March 3, 2011
Pepper v. United States Admissibility Of Post-sentence Rehabilitation
Issue: Whether, upon remand, evidence of post-sentence rehabilitation can be used by the District Court to mitigate a sentence?
Originally charged with drug crimes, Mr. Pepper put himself through drug treatment and remained sober prior to the original sentencing. Based upon the mitigating factors, the original sentencing court sentenced Mr. Pepper to 24 months in prison, some 75% below the guidelines. The Government appealed, the Court of Appeals reversed, remanded, and held the District Court did not make sufficient findings to justify its sentence. Upon remand, the District Court made particularized findings, and imposed the same 24-month prison sentence.
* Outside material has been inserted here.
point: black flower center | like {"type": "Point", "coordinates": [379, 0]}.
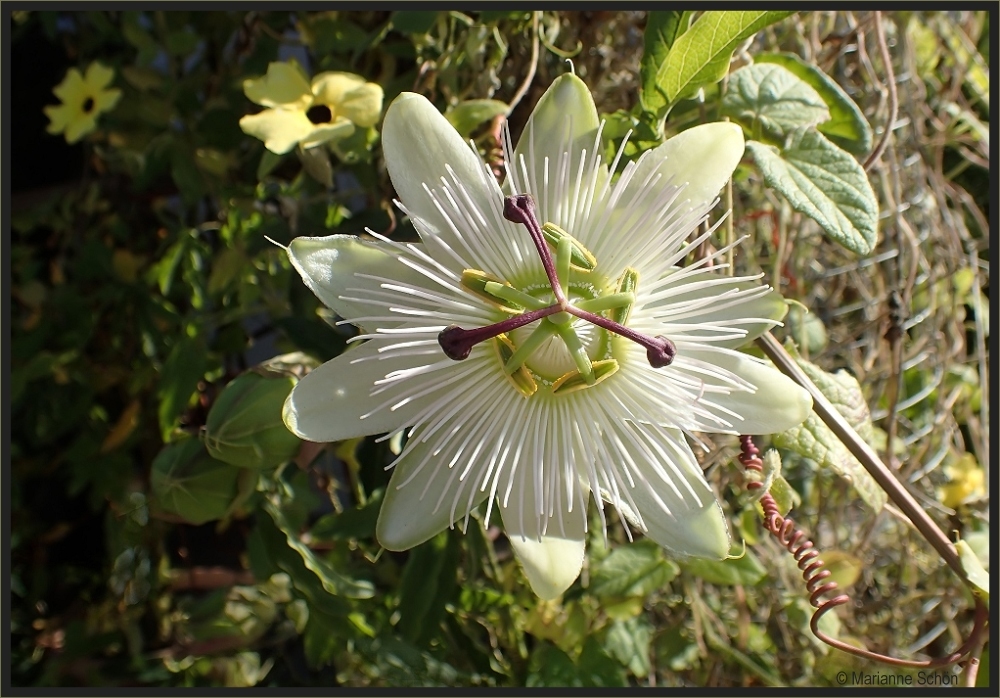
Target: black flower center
{"type": "Point", "coordinates": [320, 114]}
Petulant Government Prosecutors again appealed, and again the Court of Appeals reversed the District Court. However, upon remand, the case was re-assigned to another judge who gladly sentenced Mr. Pepper to a much harsher sentence. Further, the District Court flat out refused to hear any mitigating rehabilitation evidence that occurred after Mr. Pepper's original sentencing. The Court of Appeals affirmed the sentence. The U.S. Supreme Court reversed the sentence and held that a sentencing court may take into account the post-sentencing rehabilitation to mitigate Mr. Pepper's sentence. Unfortunately, the Supreme Court held that the District Court does not need to re-impose the original 24-month sentence.
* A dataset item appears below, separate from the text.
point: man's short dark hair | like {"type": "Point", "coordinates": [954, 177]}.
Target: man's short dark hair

Snyder v. Phelps, First Amendment / Defenses
Good news: Both the conservatives and moderates (no liberals exist on this court) agree on an expansive reading of the First Amendment. The Court held that the First Amendment protects protests at military funerals. Thus, the Court reversed a 5 million dollar award to the Snyders, and held that the Church, Phelps and others could not be prohibited from protesting at such funerals. Justice Roberts wrote the opinion in which everyone but Alito joined.
Justice Alito, proclaiming his newfound talent for empathy (after all it was easy for him - white, male, soldier), complains about the "verbal assaults" lodged at the Snyders (odd, given that Alito supports First Amendment rights when the speaker insults African-American, Hispanics, Gays or some other minority see Saxe v. State College (here: http://bulk.resource.org/courts.gov/c/F3/240/240.F3d.200.99-4081.html ) ).
Justice Breyer in his namby-pamby-hand-wringing way, needed to say that sometimes words are just too mean, and that States can, in certain circumstances, prohibit speech that is just meany-weenie.
Bad news: right result, but douche bag extrordinaire Fred Phelps, the "pastor" of the Westboro Baptist Church was the benefactee of this decision – these be the clowns who protest funerals of soldiers and hold up signs at such funerals that read "God Hates Fags." Interesting Wikipedia note on Phelps: Democrat, former Civil Rights Activist, and disbarred lawyer.